GrahamH wrote:The bollards are fancy, but are they needed? I thought it was DCC policy, or should that be best practice, to limit the alterations, i.e incisions, to original paving? In all fairness, if you're walking along the kerbline with that vast extent of paving to walk on, you deserve to be clipped by a bus.
Slightly off-topic, perhaps, but I wanted to highlight this nevertheless.
I've been mulling over this comment for the last couple of days, Graham, and I still can't figure out whether you were being facetious or serious when you said pedestrians deserved to be hit by the bus if they walked too close to the edge. Usually, you'd put a smiley beside it to signify the gag, but there's none. Equally, this isn't the kind of comment I'd expect from you.
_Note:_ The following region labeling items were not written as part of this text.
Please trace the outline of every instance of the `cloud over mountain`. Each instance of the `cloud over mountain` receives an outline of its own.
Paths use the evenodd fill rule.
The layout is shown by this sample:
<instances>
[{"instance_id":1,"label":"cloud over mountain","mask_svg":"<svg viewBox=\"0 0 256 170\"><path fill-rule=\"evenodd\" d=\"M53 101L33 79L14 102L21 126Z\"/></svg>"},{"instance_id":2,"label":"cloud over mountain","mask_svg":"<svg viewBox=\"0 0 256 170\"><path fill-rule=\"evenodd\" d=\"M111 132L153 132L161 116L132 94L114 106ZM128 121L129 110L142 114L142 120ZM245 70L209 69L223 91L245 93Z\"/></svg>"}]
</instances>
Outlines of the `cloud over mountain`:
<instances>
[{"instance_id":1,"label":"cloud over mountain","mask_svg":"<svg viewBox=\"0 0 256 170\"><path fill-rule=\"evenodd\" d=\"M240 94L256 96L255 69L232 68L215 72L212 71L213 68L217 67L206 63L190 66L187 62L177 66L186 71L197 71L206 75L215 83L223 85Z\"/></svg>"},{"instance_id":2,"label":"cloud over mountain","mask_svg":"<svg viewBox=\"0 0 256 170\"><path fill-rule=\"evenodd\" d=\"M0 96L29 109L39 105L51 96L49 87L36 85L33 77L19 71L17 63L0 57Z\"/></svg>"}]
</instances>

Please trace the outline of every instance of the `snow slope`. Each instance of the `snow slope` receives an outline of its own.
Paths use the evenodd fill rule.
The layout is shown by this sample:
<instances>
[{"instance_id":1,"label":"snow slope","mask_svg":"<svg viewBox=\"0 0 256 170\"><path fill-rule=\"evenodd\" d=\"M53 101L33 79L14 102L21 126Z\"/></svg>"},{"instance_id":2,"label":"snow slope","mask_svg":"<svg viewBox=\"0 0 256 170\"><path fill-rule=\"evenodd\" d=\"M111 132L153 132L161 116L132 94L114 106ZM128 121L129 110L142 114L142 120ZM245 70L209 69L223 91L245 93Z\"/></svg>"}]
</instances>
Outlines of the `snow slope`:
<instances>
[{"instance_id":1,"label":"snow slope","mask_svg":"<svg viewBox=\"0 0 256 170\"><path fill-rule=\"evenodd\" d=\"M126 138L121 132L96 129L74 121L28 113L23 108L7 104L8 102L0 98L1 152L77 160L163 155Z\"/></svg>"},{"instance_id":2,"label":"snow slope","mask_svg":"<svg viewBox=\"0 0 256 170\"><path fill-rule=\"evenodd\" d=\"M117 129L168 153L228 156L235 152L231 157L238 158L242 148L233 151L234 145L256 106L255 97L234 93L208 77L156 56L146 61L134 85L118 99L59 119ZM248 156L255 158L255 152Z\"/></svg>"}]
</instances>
Hence the query.
Speaking as a daily pedestrian, as someone who has been hit by the wing mirror of a bus on Clare Street as I was walking along the kerb (in the same direction as the bus, so I was hit from behind on the back of the head), and as someone who has a professional interest in pedestrian planning in Dublin, I disagree strongly with your statement.
This is the footpath, which is the designated area for walking. The walking area extends to the edge of the kerb. Period. No debate. Etc.
There is no law against walking on any part of the footpath (unless it's an off-road cycle lane- a separate matter entirely). And there are no bonus points in life for walking further away from the carriageway.
If a bus hits a pedestrian who is walking on the footpath, the bus is automatically, a priori
at fault- the implication being that the bus was too close to the pedestrians, which constitutes dangerous driving.
And (quite tenuous, I know) buses on this stretch of Dame Street should be leaving room for bikes on the inside.
Lastly (even more tenuous, perhaps), if someone walks down the middle of the road, drivers don't have the right simply to run them over on the grounds that they were walking where they shouldn't. Oh I've been tempted alright, such as when joggers take up the full width of the bike lane, to give them a fright, but I know that it's not allowed. Simple as that.
I too have an issue with the bollards, but it's more to do with their safety re cycling (in addition to their conservation implications). Many bollards and footpath guardrails in town are too close to the edge of the footpath and as a result jeapordise cyclists- one clip of the handlebar and you can say goodnight. One might argue that, if buses should move out from the kerb (as I advocated) then cyclists should too, but that ignores the provisions re cycle tracks and the safety of cyclists who aren't in lanes where provided- I have too many examples of drivers trying to 'educate' me on where I should be riding, using their vehicles as teaching aids.
If I've misunderstood, sorry for the rant.